The IETF 115 meeting happens in London this week and I already before decided to only participate from remote. However, when I was about to join the first (out of two) meeting on Monday I realized I had to pay more than 100 USD per meeting just to attend via video. I consider that a ridiculously steep price and as a result I decided to not attend. I will instead rely on that all major outcomes or discussions will show up on the mailing list sooner or later.
I too am of course over on Mastodon much more now as Twitter seems to be death-spiraling into the abyss.
I attended the Polhem Prize awards ceremony and dinner on Wednesday. I got to use my suit and bow-tie and had a great evening. This year’s winner is a software person: Staffan Gestrelius (page in Swedish). It has now been five years since I got the award.
My getting started with libcurl webinar on Thursday went well. I have done one before on the same topic, but this was a re-edited and improved version. We should have a YouTube version of this up soon.

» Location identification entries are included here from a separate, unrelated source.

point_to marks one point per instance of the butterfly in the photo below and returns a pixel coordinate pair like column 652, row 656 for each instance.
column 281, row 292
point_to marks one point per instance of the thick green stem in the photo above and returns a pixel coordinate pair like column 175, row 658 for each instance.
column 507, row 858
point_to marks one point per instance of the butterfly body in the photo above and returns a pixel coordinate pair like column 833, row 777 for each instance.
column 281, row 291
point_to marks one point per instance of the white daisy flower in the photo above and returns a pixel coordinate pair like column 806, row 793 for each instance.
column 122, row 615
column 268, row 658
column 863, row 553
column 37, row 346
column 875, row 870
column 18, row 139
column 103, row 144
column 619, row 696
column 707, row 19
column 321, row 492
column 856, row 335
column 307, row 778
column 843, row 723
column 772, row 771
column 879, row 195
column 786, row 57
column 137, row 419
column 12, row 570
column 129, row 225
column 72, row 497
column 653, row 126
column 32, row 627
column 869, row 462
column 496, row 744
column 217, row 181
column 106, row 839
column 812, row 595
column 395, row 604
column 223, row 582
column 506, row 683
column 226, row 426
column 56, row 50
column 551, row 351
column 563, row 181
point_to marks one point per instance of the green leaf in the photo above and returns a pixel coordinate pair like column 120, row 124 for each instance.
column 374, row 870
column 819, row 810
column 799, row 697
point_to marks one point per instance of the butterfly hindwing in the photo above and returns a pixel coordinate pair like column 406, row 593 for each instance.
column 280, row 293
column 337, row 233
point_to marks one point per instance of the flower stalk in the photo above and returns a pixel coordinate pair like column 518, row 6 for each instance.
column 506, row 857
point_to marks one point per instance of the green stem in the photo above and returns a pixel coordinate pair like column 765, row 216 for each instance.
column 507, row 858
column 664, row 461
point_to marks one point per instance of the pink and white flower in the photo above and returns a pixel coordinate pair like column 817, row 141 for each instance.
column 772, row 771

- Reduce the number of known bugs
- Improve websockets
- Sweep away obstacles for Stefan
- Participate in a podcast
November 4, 2022
After three blog posts about it this week I don’t think I can add much more about the Workshop. This week was all about that, with us talking HTTP over drinks until late several night. An intense massive HTTP overdose that has really made my brain soft by the end of the week. Can recommend!
curl feature window
While I have been neglecting several of my duties this week, I did manage to formally open the curl “feature window”. This means that we now allow the merging changes and new feature for the pending next curl release.
A regression in curl’s
NO_PROXY handling was reason for a minor debate if we
should perhaps rather do an early patch-release instead of opening the feature
window, but ultimately we decided the bug is not that bad. It also gives us
plenty of time to make sure we fix it correctly.